Flagstaff, AZ – Earth Notes: Florence Merriam Bailey

In the Victorian era, most woman interested in nature enjoyed the great outdoors from a lawn chair, not astride a horse. But naturalist and writer Florence Merriam Bailey defied convention throughout her long and eventful life.

Born Florence Augusta Merriam in New York State in 1863, she was baby sister to C. Hart Merriam. He would become a renowned biologist and pioneer of the life zone concept and Florence's lifelong mentor.

As a young woman, Florence was horrified by the use of bird feathers on women's hats. Finding live birds far more interesting than dead ones, she wrote her first book: Birds Through an Opera Glass. Its title bespeaks the device she thought birdwatchers should use rather than the shotguns that were common at the time.

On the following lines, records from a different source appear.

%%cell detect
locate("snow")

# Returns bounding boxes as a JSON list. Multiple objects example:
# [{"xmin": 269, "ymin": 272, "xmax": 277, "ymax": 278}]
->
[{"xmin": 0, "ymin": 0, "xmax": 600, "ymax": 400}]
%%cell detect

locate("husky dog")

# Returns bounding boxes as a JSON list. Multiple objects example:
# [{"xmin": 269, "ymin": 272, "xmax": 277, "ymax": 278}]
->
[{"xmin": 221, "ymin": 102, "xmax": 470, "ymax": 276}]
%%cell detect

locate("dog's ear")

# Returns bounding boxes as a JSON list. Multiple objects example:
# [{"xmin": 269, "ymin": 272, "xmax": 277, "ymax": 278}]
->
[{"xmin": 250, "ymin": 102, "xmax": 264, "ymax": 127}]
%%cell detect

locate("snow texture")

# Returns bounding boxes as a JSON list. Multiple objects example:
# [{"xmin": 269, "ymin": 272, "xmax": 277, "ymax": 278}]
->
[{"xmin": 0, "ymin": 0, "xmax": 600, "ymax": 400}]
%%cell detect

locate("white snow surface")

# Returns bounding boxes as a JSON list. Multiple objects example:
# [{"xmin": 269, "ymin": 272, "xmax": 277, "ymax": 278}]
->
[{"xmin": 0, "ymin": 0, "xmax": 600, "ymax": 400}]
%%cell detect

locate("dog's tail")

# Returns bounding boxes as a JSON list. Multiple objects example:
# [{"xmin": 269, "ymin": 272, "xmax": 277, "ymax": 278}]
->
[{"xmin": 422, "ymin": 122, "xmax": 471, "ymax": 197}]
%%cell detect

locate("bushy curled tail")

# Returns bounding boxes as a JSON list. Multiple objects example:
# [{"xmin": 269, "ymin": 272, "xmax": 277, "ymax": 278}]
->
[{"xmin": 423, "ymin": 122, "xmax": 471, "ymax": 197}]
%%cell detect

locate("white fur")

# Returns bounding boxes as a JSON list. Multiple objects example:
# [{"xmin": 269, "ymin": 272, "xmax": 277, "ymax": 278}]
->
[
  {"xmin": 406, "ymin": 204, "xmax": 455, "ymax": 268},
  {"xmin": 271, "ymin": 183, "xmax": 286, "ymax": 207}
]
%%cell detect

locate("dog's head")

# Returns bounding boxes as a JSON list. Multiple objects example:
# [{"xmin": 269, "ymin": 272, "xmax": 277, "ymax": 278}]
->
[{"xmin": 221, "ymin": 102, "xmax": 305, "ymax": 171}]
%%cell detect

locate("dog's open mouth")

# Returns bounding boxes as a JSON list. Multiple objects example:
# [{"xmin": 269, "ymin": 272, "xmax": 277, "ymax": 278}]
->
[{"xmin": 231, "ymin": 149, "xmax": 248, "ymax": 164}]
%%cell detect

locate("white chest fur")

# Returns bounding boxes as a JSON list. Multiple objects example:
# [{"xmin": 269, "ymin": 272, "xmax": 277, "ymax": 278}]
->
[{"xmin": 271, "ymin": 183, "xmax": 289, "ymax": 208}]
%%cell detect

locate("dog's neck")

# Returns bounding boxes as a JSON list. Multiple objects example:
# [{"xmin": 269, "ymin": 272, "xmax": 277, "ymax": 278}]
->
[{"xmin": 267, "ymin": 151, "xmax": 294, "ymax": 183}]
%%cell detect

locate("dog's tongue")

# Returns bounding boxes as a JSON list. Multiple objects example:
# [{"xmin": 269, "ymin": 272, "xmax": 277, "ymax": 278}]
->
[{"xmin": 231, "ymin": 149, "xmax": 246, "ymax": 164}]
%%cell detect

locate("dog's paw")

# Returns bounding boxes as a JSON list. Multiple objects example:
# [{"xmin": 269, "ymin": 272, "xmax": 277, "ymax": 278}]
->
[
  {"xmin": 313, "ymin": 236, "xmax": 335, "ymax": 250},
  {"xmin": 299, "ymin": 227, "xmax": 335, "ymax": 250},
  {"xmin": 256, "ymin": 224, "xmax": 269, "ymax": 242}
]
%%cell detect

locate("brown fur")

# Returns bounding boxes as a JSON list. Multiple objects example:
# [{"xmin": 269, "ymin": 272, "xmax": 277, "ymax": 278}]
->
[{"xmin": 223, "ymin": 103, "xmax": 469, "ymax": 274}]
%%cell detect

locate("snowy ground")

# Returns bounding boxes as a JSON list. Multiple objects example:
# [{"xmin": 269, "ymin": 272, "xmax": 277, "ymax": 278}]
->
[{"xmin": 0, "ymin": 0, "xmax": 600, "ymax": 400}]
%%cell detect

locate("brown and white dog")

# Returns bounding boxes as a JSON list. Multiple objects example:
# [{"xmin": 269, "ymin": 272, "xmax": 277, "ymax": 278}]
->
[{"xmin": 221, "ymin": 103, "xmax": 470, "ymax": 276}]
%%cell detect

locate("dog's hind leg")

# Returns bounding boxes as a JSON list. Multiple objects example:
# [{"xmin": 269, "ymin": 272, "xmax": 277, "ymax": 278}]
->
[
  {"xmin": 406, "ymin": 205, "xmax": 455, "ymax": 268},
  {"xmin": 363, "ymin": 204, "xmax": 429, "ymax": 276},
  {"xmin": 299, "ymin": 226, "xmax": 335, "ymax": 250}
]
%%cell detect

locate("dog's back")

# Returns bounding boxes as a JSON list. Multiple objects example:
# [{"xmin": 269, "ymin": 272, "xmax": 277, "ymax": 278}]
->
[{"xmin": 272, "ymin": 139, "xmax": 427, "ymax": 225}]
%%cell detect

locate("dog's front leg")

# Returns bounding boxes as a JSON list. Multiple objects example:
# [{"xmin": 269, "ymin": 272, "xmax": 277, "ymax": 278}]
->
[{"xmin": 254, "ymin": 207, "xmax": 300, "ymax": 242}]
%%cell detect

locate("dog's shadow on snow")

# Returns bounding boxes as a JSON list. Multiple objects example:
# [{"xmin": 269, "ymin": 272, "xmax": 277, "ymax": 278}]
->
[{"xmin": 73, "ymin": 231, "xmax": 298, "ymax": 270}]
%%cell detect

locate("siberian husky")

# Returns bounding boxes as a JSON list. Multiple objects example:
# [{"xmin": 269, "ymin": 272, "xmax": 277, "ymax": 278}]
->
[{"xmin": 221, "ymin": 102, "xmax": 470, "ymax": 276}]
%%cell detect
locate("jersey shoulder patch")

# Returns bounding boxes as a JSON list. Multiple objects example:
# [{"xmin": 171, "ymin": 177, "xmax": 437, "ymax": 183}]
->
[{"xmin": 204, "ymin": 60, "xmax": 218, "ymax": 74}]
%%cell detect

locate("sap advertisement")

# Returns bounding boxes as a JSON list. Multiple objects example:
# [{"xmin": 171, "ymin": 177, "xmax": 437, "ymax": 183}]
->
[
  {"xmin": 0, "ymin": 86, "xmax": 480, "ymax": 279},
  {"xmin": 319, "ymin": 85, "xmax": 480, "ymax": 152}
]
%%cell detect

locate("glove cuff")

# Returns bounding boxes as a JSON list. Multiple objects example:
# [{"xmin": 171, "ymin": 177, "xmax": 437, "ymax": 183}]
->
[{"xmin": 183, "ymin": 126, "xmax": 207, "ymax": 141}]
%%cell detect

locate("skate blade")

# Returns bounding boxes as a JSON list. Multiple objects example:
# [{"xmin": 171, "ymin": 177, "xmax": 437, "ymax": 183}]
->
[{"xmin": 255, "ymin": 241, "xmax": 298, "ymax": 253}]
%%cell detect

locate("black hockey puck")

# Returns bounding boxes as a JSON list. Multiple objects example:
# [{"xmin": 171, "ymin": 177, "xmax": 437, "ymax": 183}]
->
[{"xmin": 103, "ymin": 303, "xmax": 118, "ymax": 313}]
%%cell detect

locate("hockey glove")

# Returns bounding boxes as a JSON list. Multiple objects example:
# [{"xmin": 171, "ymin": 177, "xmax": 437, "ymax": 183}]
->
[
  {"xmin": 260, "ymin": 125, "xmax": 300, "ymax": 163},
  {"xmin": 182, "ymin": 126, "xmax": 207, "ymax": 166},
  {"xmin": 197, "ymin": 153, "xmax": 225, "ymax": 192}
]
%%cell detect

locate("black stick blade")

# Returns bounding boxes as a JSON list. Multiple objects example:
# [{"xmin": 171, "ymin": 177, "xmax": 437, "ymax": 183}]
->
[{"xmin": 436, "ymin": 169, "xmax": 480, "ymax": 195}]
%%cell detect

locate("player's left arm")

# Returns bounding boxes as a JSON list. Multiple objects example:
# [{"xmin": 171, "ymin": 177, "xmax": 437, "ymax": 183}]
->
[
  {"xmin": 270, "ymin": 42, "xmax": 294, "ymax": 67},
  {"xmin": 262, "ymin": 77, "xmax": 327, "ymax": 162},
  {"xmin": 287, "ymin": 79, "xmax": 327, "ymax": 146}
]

Battling tuberculosis, Florence made frequent trips west for the healthful dry air. On her brother's advice, she traveled in the summer of 1894 to the "San Francisco mountain country in Arizona." Here, she bought a horse and wandered delightedly in the forest. With brother Hart, she made her first trip to Grand Canyon by wagon.

At age thirty-six, Florence married biologist Vernon Bailey, a colleague of her brother's and a man she'd known for years. The couple continued working into their elder years doing fieldwork in Grand Canyon.

From those halcyon days, this gentlewoman in 1939 published her last book, Among the Birds in Grand Canyon Country. She died in 1948, having left her mark as a dedicated conservationist unfazed by the dictates of her day.